On the day of the Trump inauguration, a Mandarin-speaking German friend of mine forwarded me a message going viral on the Chinese social media. The message, rather a Zen thought for the day, read: “Only fear it’s not chaotic under heaven”. The suggestion was that the Chinese suspect global chaos in the wake of the Trump Presidency. We are in a period of perfect chaos. The President of the United States, who for six decades has had the institutional responsibility for preserving some kind of global order, is trying to give the impression that as far as he was concerned the rest of the world could go and jump out of the window. The Europeans, too, suddenly seem to have come unhinged about their collective existence and individual national fates. 

In this context, I found it rewarding to read an interesting book, presented to me on New Year Day. The book is simply entitled: Nonsense. Its sub-title is equally intriguing: The Power of Not Knowing. And, as probable theme, the author Jamie Holmes quotes, of all people, John Wayne: “I don’t trust ambiguity.”
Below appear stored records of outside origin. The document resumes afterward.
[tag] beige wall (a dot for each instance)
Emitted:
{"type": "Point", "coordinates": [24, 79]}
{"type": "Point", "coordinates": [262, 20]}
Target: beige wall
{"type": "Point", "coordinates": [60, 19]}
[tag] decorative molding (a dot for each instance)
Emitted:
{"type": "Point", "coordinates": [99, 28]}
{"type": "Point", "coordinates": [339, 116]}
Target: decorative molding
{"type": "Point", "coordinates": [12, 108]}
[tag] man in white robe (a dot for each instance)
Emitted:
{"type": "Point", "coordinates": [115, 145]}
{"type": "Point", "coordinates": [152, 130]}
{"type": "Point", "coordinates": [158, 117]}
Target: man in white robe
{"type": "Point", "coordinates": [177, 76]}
Holmes reflects on the human need to make sense out of nonsense — ‘nonsense’ being uncertainty and ambiguity, created by new information and data, new discoveries and knowledge. Ordinarily, Holmes argues, we all feel assured in our everyday rituals — mundane routines such as the newspapers being delivered at daybreak, the school bus picking up our kids, the trains and flights leaving on scheduled time impose a sense of order and predictability on our daily lives.
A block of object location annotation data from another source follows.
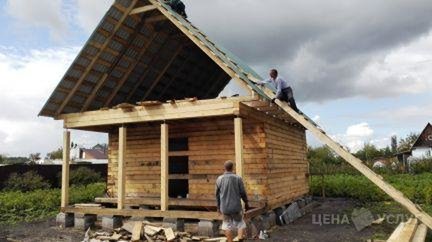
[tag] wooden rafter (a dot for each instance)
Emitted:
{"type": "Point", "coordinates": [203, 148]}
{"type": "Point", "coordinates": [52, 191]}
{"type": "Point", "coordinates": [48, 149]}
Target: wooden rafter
{"type": "Point", "coordinates": [202, 46]}
{"type": "Point", "coordinates": [175, 74]}
{"type": "Point", "coordinates": [356, 163]}
{"type": "Point", "coordinates": [162, 72]}
{"type": "Point", "coordinates": [132, 67]}
{"type": "Point", "coordinates": [90, 66]}
{"type": "Point", "coordinates": [167, 111]}
{"type": "Point", "coordinates": [143, 9]}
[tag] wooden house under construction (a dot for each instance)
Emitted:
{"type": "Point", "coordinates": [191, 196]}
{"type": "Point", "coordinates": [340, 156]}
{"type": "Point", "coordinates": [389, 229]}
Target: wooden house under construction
{"type": "Point", "coordinates": [151, 80]}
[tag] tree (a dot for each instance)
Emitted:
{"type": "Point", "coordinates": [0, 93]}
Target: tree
{"type": "Point", "coordinates": [56, 154]}
{"type": "Point", "coordinates": [369, 152]}
{"type": "Point", "coordinates": [34, 157]}
{"type": "Point", "coordinates": [406, 143]}
{"type": "Point", "coordinates": [323, 154]}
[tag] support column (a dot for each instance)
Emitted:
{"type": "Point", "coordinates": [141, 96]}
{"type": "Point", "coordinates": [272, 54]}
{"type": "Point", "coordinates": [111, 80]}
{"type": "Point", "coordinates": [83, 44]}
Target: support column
{"type": "Point", "coordinates": [65, 169]}
{"type": "Point", "coordinates": [121, 168]}
{"type": "Point", "coordinates": [238, 138]}
{"type": "Point", "coordinates": [164, 167]}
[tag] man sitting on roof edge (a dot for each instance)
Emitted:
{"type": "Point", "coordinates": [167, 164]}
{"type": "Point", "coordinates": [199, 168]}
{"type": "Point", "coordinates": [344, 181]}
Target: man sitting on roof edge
{"type": "Point", "coordinates": [284, 91]}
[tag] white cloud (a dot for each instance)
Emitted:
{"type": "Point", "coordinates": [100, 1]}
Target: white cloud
{"type": "Point", "coordinates": [405, 70]}
{"type": "Point", "coordinates": [26, 81]}
{"type": "Point", "coordinates": [40, 13]}
{"type": "Point", "coordinates": [90, 12]}
{"type": "Point", "coordinates": [359, 130]}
The problem arises when we get confronted with new information. And, this glut of new information is the blessing — or the curse — of our age. Holmes suggests that 90 per cent of the world’s data has been created in the last five years. That means, “we’re drowning in information, a reality that makes even the simplest decisions — where to eat, which health plan to sign up for, which coffee maker to buy — more fraught.” 
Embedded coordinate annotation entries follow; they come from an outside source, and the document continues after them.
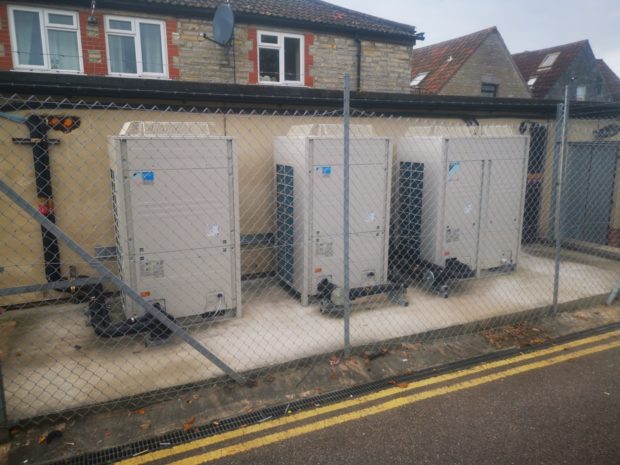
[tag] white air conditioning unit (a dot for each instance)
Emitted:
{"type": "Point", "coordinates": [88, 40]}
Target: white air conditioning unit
{"type": "Point", "coordinates": [309, 208]}
{"type": "Point", "coordinates": [176, 207]}
{"type": "Point", "coordinates": [472, 195]}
While individual lives get complicated because too many personal choices become available, it is in the political domain that a surfeit of information and facts and data overwhelm the citizen. That is why many Indians sit every evening in front of their television sets in the hope that ‘talking heads and wise anchors’ would help them make sense of a maddening world. The Indian politician is a particularly unscrupulous animal, pretending one day to be believing passionately in this leader or party and the next day quietly and nonchalantly walking over to the rival set-up. The political drama and its dramatis personae remain exasperatedly unpredictable. 

And, now we have an added headache — the phenomenon of fake news. No one can be sure of the authenticity of what is being dished out in the social media. That simply makes the citizen’s life more complicated. 

How to deal with the flood of information, doled out quackishly night after night by programmed anchors? Interestingly, Holmes’ argument is that “being able to handle ambiguity and uncertainty isn’t function of intelligence.” He insists it is an emotion challenge. “Today’s puzzle is to figure out what to do — in our jobs, relationships, and everyday lives — when we have no idea what to do.” 

And, if I may add my two pennies worth: when in doubt turn to The Tribune and a cup of hot coffee.